ABSTRACT Application of monocable winch (Pancang Tarik) system in Reduced Impact Logging (RIL) is an effort to reduce economical and environment damages if compared with ground based skidding with bulldozer system. The aim of this research was to verify the efficiency (operational cost), effectiveness (productivity) and time consumption of monocable winch system. The implementation of monocable winch system in the slope of < 26% than that of ≥ 26%, has resulted in the slight different of skidding cost and productivity. The operational cost has also indicated a non significantly different i.e. Rp. 31,000,- per cubicmetre on < 26% slope compare to Rp. 32,000,- per cubicmetre on ≥ 26% slope. This figure is significantly cheaper if compare with the ground base skidding with bulldozer system in which the skidding cost around Rp. 175,000,- per cubicmetre. The application of the monocable winch system therefore, promote better carbon sink, cost effective, environment friendly and reduce carbon emission. Keyword : skidding, monocable winch, productivity, operasional skidding cost.

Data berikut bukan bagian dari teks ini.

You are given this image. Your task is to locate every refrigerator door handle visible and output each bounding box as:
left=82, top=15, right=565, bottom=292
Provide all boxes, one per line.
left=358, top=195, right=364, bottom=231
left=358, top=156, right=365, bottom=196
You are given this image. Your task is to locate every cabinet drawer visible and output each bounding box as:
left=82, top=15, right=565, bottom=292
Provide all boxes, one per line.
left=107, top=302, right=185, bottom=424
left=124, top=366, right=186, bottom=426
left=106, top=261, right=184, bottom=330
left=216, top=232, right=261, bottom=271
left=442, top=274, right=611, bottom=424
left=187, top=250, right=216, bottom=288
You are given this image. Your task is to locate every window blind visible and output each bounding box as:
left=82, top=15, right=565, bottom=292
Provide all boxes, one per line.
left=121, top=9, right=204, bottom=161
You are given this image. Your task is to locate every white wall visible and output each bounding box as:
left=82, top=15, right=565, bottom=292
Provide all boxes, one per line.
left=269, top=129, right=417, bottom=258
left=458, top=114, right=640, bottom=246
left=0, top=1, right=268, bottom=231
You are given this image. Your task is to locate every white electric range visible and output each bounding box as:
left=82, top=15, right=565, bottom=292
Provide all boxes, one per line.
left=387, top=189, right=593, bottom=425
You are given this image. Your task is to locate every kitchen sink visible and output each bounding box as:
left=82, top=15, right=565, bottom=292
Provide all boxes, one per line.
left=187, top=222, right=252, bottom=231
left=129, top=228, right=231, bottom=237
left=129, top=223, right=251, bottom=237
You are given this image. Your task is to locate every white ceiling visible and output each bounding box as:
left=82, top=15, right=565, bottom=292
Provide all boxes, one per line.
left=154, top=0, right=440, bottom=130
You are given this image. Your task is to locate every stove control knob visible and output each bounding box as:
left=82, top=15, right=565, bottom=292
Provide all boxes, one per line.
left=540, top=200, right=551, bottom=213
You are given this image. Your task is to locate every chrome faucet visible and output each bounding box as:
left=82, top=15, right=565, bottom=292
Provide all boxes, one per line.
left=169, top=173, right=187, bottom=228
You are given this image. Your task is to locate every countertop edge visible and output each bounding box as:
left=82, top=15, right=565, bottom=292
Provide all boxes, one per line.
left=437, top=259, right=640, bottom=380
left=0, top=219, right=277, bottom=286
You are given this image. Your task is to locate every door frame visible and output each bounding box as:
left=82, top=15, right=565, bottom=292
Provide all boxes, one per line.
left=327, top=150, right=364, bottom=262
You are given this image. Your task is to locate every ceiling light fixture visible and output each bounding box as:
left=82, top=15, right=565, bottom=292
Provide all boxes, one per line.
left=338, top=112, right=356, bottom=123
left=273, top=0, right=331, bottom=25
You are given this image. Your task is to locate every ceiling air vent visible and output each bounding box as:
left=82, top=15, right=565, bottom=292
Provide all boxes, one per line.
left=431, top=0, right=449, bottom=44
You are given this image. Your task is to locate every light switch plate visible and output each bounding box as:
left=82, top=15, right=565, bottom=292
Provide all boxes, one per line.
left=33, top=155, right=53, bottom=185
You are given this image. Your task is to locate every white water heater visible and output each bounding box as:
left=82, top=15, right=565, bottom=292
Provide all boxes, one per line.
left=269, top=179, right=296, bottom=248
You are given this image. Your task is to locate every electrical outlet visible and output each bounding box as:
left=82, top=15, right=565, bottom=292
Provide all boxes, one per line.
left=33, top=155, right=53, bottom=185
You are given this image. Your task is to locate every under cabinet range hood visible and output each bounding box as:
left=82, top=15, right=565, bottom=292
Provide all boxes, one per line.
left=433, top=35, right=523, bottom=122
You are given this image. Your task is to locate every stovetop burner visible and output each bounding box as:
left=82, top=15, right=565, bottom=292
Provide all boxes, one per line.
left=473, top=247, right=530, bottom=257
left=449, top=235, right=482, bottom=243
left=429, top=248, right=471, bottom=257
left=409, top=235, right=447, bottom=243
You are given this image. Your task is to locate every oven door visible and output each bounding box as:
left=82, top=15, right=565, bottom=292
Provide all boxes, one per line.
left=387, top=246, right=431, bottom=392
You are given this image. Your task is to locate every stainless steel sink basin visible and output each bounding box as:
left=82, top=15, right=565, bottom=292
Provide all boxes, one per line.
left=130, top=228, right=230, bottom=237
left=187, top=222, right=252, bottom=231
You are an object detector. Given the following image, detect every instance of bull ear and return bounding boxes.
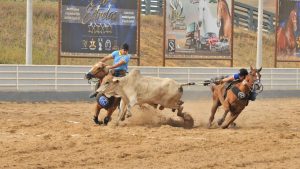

ABSTRAK Penerapan sistem Pancang Tarik (monocable winch) didalam kegiatan pemanenan ramah lingkungan (RIL) merupakan upaya untuk mengurangi biaya produksi dan mengurangi kerusakan lingkungan jika dibandingkan penyaradan dengan menggunakan sistem bulldoser. Tujuan dari penelitian ini adalah untuk membuktikan bahwa penyaradan dengan menggunakan Pancang Tarik akan lebih efisien dan lebih produktif. Terdapat hanya sedikit perbedaan biaya penyaradan dan produktivitas penyaradan pada kelerengan < 26% dan kelerengan ≥ 26%. Biaya operasional penyaradan pada kelerengan tersebut juga menunjukan tidak ada perbedaan yang nyata yaitu sebesar Rp. 31.000,- pada kelerengan < 26% dan Rp. 32.000,- pada kelerengan ≥ 26%.
59
JURNAL PENELITIAN DIPTEROKARPA Vol.5 No.1,Juni 2011
Hal tersebut menggambarkan bahwa penyaradan dengan menggunakan Pancang Tarik akan lebih murah jika dibandingkan penyaradan dengan menggunakan bulldoser yaitu sebesar Rp. 175.000,- /m3. Penerapan sistem Pancang Tarik ini akan menghasilkan biaya penyaradan yang lebih efektif, ramah lingkungan dan mengurangi emisi karbon. Kata Kunci : pancang tarik, produktivitas, biaya operasional penyaradan.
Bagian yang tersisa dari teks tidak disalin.